Walmart makes a bet on conversational commerce that costs $50 per month

Walmart unveiled a new, highly personalized service that comes with a distinctly non-Walmart touch—a high price. And the service is aimed at a distinctly nontraditional Walmart audience: upper income New Yorkers.

During a Thursday media event tied to Walmart’s annual shareholder meeting, the company officially announced its $50 per month Jetblack program, catering to New Yorkers. Members will have preferences assessed through a phone call or home visit and then will be able to make purchases via text on the fly. Same-day delivery will be available for most orders placed before 2pm, with purchases fulfilled through Walmart, and other retail partners.

When Walmart went on an online acquisition spree in 2016, buying for a record $3.3 billion, it was seen as an expensive bid to expand its upper-income customer base. In a Q4 2017 earnings call, Doug McMillon, president and CEO of Walmart, admitted that the lucrative customers it wanted to attract with were expensive to acquire, and that the company was starting to limit marketing to select urban areas.

The irony is that residents of New York City have long opposed a the opening of a Walmart store—though the oft-cited stat that 90% of the US population lives within 10 miles of one holds true, since the closest location to Manhattan is roughly 6 miles away in Secaucus, New Jersey. Regardless, Walmart has been infiltrating New York through digital means, with no need to build a big-box in the five boroughs.

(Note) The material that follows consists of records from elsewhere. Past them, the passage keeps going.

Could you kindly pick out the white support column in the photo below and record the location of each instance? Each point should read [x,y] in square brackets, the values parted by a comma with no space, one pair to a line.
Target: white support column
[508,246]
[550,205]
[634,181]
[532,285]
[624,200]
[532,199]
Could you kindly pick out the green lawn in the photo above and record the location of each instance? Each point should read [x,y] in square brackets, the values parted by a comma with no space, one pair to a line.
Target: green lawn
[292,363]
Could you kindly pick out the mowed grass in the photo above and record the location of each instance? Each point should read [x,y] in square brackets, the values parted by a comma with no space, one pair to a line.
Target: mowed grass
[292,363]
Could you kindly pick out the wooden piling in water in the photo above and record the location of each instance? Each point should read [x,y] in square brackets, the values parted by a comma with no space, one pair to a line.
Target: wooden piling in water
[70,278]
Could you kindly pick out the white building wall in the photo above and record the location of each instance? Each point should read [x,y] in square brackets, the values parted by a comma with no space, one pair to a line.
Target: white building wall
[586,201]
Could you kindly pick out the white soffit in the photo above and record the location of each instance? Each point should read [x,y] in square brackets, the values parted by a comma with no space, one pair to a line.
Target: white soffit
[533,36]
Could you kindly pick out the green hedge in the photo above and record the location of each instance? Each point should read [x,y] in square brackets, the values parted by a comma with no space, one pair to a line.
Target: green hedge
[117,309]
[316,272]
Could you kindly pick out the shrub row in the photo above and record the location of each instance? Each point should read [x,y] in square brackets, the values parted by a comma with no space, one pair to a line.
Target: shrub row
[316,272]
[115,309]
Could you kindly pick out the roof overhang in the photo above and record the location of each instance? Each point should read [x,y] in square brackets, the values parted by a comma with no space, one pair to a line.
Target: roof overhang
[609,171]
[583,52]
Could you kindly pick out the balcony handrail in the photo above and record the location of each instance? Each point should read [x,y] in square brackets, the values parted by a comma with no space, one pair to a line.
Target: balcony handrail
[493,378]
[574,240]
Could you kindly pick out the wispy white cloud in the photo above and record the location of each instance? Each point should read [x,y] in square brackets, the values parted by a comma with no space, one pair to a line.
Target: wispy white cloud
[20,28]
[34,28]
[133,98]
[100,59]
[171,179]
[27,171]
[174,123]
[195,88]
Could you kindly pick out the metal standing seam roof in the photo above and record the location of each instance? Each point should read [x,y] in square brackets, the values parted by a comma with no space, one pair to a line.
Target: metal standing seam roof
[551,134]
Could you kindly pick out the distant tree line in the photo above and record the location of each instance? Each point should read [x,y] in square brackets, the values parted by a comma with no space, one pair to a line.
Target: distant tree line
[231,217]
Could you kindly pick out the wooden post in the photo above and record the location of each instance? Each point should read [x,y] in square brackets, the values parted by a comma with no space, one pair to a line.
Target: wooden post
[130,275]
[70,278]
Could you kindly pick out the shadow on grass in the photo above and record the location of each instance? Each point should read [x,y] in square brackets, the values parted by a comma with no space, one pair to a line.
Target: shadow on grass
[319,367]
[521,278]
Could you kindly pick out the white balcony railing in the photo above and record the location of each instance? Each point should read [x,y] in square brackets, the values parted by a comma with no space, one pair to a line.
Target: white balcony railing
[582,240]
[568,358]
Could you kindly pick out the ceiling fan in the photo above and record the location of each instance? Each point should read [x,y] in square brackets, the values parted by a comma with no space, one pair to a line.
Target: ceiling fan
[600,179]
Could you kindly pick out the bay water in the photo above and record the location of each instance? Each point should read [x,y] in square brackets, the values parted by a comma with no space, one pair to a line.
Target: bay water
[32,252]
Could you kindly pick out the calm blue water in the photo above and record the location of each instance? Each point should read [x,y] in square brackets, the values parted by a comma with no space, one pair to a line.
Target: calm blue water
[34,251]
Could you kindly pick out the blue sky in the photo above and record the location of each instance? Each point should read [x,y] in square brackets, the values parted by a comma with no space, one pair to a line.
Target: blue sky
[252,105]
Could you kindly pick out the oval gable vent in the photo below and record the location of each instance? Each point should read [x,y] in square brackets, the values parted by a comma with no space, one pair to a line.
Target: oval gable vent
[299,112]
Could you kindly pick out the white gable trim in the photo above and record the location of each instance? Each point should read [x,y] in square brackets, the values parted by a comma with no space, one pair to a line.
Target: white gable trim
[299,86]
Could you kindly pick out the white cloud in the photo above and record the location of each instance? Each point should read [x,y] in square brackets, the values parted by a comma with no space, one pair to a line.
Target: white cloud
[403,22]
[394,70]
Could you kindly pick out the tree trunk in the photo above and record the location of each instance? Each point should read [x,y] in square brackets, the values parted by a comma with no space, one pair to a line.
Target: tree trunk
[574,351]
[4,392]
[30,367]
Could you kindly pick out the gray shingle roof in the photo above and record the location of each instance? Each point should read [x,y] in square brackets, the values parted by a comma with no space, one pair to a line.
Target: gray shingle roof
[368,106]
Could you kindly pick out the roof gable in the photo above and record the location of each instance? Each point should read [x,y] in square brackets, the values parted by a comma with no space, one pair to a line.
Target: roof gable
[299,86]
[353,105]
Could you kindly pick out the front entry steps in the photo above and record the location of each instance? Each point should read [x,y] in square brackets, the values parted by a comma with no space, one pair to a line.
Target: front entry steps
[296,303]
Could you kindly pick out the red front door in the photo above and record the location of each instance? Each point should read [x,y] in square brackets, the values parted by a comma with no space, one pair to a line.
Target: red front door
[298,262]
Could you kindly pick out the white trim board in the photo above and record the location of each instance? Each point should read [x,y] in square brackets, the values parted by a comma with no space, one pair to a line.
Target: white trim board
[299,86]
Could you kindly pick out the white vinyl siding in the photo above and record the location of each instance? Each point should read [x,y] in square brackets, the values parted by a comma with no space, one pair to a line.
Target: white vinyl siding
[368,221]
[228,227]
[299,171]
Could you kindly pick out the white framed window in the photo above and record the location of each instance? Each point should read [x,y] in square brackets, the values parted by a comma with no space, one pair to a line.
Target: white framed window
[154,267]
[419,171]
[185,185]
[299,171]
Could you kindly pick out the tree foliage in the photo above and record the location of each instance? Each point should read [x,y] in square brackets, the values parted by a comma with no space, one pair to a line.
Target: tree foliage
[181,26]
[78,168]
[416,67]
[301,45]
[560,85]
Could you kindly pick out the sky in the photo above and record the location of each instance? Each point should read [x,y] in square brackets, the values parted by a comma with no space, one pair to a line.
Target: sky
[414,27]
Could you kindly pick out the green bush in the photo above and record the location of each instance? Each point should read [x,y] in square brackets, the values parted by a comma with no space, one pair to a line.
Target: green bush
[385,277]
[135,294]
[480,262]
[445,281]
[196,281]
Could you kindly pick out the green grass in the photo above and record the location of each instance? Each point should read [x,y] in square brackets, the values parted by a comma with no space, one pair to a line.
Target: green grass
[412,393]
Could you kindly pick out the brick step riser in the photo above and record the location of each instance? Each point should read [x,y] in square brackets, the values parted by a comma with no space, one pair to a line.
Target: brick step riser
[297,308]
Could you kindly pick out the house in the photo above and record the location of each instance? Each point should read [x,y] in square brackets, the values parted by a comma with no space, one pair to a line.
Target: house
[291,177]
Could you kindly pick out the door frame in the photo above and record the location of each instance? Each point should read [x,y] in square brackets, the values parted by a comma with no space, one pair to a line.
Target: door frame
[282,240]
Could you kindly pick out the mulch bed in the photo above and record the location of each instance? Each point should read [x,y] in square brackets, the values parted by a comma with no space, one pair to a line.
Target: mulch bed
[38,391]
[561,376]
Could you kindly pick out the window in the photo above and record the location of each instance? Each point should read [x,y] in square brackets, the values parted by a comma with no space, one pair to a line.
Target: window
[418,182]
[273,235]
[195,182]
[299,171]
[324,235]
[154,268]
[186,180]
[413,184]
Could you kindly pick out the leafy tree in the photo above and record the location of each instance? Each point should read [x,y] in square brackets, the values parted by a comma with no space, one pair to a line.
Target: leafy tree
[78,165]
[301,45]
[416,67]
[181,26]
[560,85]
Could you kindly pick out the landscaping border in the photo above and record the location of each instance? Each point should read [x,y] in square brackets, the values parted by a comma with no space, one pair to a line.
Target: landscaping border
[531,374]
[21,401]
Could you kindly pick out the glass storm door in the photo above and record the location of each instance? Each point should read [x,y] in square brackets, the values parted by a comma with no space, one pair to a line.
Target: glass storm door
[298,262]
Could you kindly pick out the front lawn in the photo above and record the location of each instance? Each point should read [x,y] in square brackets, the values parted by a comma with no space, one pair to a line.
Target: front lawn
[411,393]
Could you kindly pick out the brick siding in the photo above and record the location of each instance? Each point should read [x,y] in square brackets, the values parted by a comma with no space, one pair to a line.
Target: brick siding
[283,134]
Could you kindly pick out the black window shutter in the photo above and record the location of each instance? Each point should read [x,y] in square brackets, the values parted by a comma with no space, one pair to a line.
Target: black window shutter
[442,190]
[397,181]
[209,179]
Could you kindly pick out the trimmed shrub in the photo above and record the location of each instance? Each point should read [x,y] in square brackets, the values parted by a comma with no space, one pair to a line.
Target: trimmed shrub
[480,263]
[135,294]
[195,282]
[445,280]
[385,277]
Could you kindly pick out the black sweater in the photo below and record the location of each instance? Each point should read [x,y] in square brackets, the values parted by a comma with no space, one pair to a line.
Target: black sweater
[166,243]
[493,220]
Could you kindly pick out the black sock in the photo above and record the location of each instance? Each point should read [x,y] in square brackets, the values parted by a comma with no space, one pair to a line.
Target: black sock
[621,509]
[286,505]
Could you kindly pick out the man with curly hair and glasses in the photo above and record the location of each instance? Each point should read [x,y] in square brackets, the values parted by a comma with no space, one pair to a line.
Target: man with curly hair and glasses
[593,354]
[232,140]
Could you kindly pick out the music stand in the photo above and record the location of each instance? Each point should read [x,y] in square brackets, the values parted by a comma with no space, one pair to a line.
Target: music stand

If Jetblack's barrier for entry seems exclusionary, that's because it kind of is. Membership is still invitation-only, and deliveries are currently restricted to doorman buildings in Manhattan and parts of Brooklyn. However, Jetblack isn't being sold as a purely transactional ecommerce platform, but as a personalized service that will provide tightly curated recommendations based on the combination of human taste and artificial intelligence (AI).

It is notable that the phrase "conversational commerce," defined as "the ability to shop through text messaging, online chat or voice," was used multiple times in Walmart's press materials. Conversational commerce has been a buzzword for some time, but uptake by both retailers and consumers has been slow.

A November 2017 Capgemini survey of people in Western Europe and the US who already use virtual assistants, 28% said they had used a smart speaker or smartphone virtual assistant to make a payment or send money.

This was the least common activity, far less popular than asking for information like weather or news (82%) and playing music or videos (67%), though a figure over one-quarter isn’t insubstantial. It’s a good bet that consumers who already own smart speakers and use virtual assistants are more open to new ways to use them.